Publication year - 2009
Publication title -
journal of periodontal research
Language(s) - English
Resource type - Journals
SCImago Journal Rank - 1.31
H-Index - 83
eISSN - 1600-0765
pISSN - 0022-3484
DOI - 10.1111/j.1600-0765.2008.01141.x
Subject(s) - treponema denticola , peptidoglycan , biology , secretion , microbiology and biotechnology , macrophage , biochemistry , enzyme , in vitro , genetics , porphyromonas gingivalis , bacteria
Background and Objective: Treponema denticola is a key pathogen associated with periodontitis, a chronic inflammatory disease affecting tooth‐supporting tissues. In the present study, we investigated the response of human macrophage‐like cells to stimulation by peptidoglycan isolated from T. denticola . We also studied the effect of the peptidoglycan preparation on the phosphorylation state of kinases. Material and Methods: Monoblastic leukemia cells (U937 strain) were differentiated into adherent macrophage‐like cells using phorbol myristic acid prior to being stimulated for 6 or 24 h with various amounts of T. denticola peptidoglycan. Secreted inflammatory mediators were quantified by enzyme‐linked immunosorbent assays. The phosphorylation state of kinases was determined by immunoblotting. Results: The T. denticola peptidoglycan preparation, which was non‐toxic for macrophage‐like U937 leukemia cells at the concentration used, significantly increased, in a dose‐dependent manner, the secretion of the pro‐inflammatory cytokines tumor necrosis factor α, interleukin‐1β and interleukin‐6. It also increased the secretion of two potent chemokines, interleukin‐8 (IL‐8) and regulated on activation normal T cell expressed and secreted (RANTES). T. denticola peptidoglycan also induced a significant increase in the secretion of prostaglandin E 2 and matrix metalloproteinase 9 by macrophage‐like cells.

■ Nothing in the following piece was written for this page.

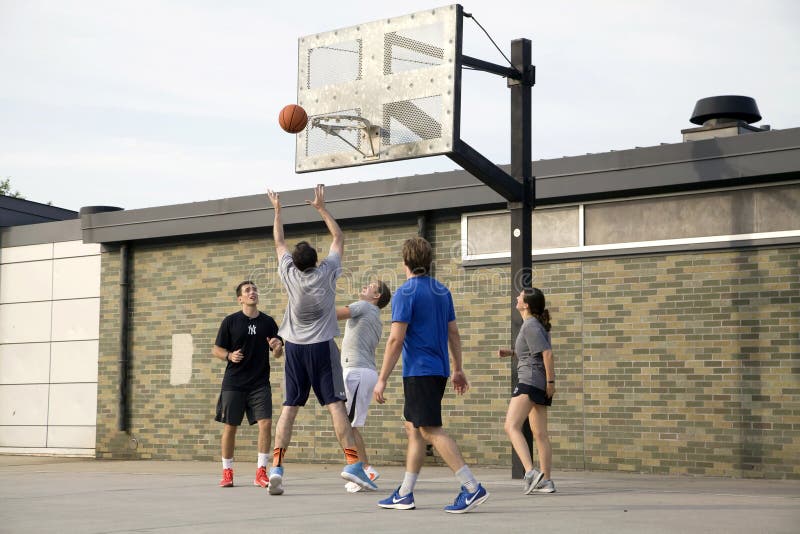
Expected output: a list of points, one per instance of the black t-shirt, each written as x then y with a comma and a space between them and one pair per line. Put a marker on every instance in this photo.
238, 331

The phosphorylation state of several kinases, including extracellular regulated protein‐serine kinase 2 (+99%), G protein‐coupled receptor‐serine kinase 2 (+50%), Yes‐related protein‐tyrosine kinase (+44%) and extracellular regulated protein‐serine kinase 1 (+30%) also increased following stimulation with the peptidoglycan preparation. Conclusion: T. denticola peptidoglycan activates intracellular signaling pathways, leading to an increased production of inflammatory mediators by macrophage‐like cells.